Where does all the gold go?

Germany, according to a new report from the World Gold Council.

Finance-minded Germans purchase over 100 tonnes a year in bars and coins, and have done so consistently since the fallout from the 2008 global financial crash (in 2007, total national investment was 36 tonnes).

German investment demand peaked in 2016, and by the end of September 2017 the country had total holdings of nearly 250 tonnes.

The primary motivations behind this hoarding is financial security; gold is seen as much more reliable and resistant than cash, instilling a sense of long-term investment and security.

The reasons behind Germany’s interest in gold investment is also historical; the country has seen eight currency changes in a century, and its people are the collective recipients of the 20th century’s most memorable period of hyperinflation, which began during the days of the Weimar Republic in the aftermath of WWI and culminated in the lunacy that was the trillion mark note.
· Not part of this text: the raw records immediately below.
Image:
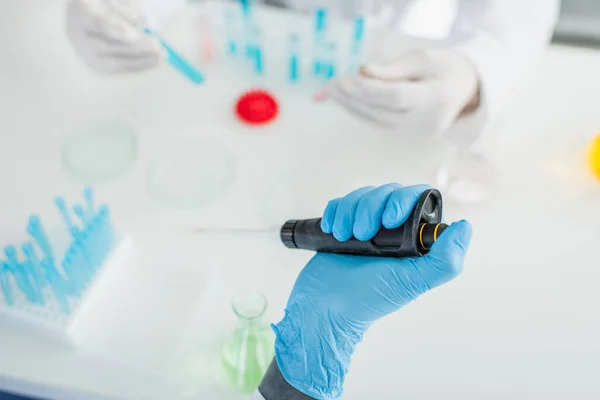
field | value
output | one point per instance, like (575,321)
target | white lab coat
(502,38)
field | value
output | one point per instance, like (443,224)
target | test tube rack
(44,288)
(243,31)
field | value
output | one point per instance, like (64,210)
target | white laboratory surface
(522,321)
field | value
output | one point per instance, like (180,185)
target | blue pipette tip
(80,212)
(34,220)
(177,61)
(5,284)
(11,253)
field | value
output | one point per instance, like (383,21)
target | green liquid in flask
(248,351)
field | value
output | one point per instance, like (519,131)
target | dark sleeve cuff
(275,387)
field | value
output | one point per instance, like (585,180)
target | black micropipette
(412,239)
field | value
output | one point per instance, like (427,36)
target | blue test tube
(294,43)
(232,35)
(177,61)
(359,34)
(246,10)
(329,67)
(254,50)
(320,30)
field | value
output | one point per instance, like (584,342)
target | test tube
(329,67)
(294,43)
(320,30)
(255,51)
(359,33)
(206,40)
(5,284)
(247,10)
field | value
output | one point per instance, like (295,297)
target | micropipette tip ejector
(412,239)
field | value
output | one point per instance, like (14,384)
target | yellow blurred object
(594,156)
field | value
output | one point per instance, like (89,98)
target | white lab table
(521,322)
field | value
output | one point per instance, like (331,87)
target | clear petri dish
(100,151)
(190,172)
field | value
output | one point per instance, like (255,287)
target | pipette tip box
(45,286)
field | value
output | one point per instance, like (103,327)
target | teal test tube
(359,34)
(294,68)
(177,61)
(320,31)
(231,26)
(329,67)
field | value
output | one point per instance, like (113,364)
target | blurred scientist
(489,45)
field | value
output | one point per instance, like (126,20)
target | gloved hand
(107,35)
(336,298)
(422,92)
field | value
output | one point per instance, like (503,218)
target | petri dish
(100,151)
(190,172)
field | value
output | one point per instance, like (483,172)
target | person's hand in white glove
(422,92)
(107,35)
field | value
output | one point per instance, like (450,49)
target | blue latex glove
(336,298)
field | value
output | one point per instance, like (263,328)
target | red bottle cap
(257,107)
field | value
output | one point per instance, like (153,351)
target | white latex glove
(421,92)
(107,35)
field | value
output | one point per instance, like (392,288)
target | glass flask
(249,349)
(100,151)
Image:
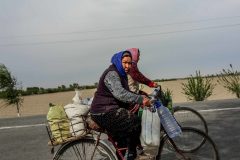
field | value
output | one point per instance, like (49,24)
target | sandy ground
(39,104)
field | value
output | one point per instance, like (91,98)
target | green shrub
(230,80)
(198,88)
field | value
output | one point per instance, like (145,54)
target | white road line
(23,126)
(37,125)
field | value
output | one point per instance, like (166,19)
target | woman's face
(127,63)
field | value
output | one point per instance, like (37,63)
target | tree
(198,88)
(230,79)
(9,87)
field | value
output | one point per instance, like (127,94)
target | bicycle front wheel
(85,149)
(188,117)
(187,146)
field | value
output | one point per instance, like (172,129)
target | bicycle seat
(93,125)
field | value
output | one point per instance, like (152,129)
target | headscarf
(135,53)
(117,62)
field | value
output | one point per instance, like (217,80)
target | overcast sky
(47,43)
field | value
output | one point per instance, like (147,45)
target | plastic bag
(150,134)
(58,123)
(74,113)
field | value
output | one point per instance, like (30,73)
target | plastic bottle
(167,120)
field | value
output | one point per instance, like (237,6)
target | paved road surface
(26,138)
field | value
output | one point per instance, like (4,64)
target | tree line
(197,87)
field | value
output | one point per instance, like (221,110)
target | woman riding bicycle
(110,106)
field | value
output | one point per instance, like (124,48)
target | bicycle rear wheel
(188,117)
(84,149)
(187,147)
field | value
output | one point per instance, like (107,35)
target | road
(26,138)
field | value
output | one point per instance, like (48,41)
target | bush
(230,80)
(198,88)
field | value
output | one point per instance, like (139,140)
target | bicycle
(93,146)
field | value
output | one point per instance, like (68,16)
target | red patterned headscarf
(135,53)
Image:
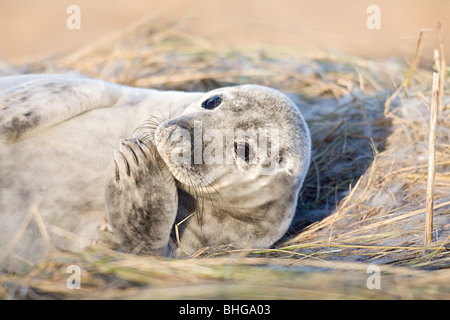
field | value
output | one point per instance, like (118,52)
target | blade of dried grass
(431,160)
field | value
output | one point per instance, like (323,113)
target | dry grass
(363,201)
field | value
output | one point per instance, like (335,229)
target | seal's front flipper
(30,103)
(141,198)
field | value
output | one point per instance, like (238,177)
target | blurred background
(32,30)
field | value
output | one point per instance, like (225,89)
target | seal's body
(174,178)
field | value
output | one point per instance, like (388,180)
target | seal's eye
(243,151)
(212,103)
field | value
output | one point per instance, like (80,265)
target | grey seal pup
(191,169)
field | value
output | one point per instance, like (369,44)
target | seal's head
(248,145)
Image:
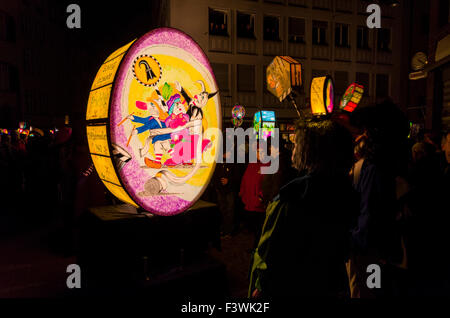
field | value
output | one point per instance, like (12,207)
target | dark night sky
(105,27)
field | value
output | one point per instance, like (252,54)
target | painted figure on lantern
(154,95)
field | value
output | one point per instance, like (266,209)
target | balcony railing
(321,52)
(297,49)
(322,4)
(364,56)
(342,54)
(246,46)
(344,5)
(273,48)
(298,3)
(384,57)
(219,43)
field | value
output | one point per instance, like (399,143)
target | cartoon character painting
(161,143)
(160,116)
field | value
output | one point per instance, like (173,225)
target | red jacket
(251,188)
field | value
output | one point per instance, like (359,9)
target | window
(245,25)
(7,28)
(341,35)
(362,37)
(384,39)
(363,79)
(320,32)
(218,22)
(444,13)
(271,28)
(296,30)
(221,73)
(246,78)
(382,85)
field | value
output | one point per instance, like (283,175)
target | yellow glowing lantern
(283,75)
(149,105)
(322,95)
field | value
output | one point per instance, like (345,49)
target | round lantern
(238,112)
(322,95)
(149,112)
(237,122)
(352,97)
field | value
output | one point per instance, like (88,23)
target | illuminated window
(363,79)
(320,32)
(296,30)
(218,22)
(271,28)
(246,78)
(245,25)
(340,83)
(341,35)
(362,37)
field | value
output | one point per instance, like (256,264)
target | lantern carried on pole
(352,97)
(284,75)
(322,95)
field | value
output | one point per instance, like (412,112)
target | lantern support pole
(292,99)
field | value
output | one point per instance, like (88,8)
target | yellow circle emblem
(147,70)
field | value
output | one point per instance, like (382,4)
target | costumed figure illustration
(161,143)
(183,141)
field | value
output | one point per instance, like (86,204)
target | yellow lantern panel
(98,103)
(97,140)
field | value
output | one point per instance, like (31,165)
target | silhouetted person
(305,239)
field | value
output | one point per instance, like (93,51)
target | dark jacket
(305,239)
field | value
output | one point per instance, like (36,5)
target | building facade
(241,37)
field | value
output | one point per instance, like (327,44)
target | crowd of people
(353,191)
(356,191)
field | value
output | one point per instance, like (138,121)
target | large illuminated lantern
(152,120)
(352,97)
(322,95)
(282,76)
(264,123)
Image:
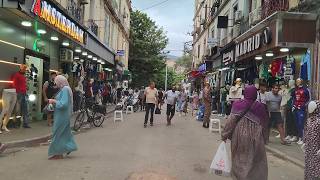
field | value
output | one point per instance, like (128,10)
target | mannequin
(235,93)
(300,98)
(78,92)
(9,99)
(291,128)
Today however, Germany is praised for its sound fiscal stability, and per-capita gold demand in Germany is the highest in the world, averaging out to nearly 1.5 grams per person.

Competition is not even close; the next highest ranked country, Turkey, averages about 0.9 grams per person and third-placed China about 0.7 grams per person, so even when compared with other gold-loving countries, Germany’s demand is remarkable.